Devlin - Sure. They're very busy people, the polke. There's so much for them to do. They've got so much to take care of, to keep their eye on. They keep getting signals, mostly in code. There isn't one minute of the day when they're not charging around one corner or another in the world, in their police cars, ringing their sirens. So you can take comfort from that, at least. Can't you? You'll never be lonely again. You'll never be without a police siren. I promise you. (Pause). Listen. This chap you were just talking about... I mean this chap you and I have been talking about... in a manner of speaking... when exactly did you meet him? I mean when did all this happen exactly? I haven't... how can I put this... quite got it into focus. Was it before you knew me or after you knew me? That's a question of some importance. I'm sure you'll appreciate that.

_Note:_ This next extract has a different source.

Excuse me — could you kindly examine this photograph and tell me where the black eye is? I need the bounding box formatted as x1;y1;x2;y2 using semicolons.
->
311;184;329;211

Rebecca - By the way, there's something I've been dying to tell you.
Devlin - What ?
Rebecca - It was when I was writing a note, a few notes for the laundry. Well... to put it bluntly... a laundry list. Well, I put my pen on that little coffee table and it rolled off.
Devlin - No ?
Rebecca - It rolled right off, onto the carpet. In front of my eyes.
Devlin - Good God.
Rebecca - This pen, this perfectly innocent pen.
Devlin - You can't know it was innocent.
Rebecca - Why not ?
Devlin - Because you don't know where it had been. You don't know how many other hands have held it, how many other hands have written with it, what other people have been doing with it. You know nothing of its history. You know nothing of its parents' history.
Rebecca - A pen has no parents.
Devlin - You can't sit there and say things like that.
Rebecca - I can sit here.
Devlin - You can't sit there and say things like that.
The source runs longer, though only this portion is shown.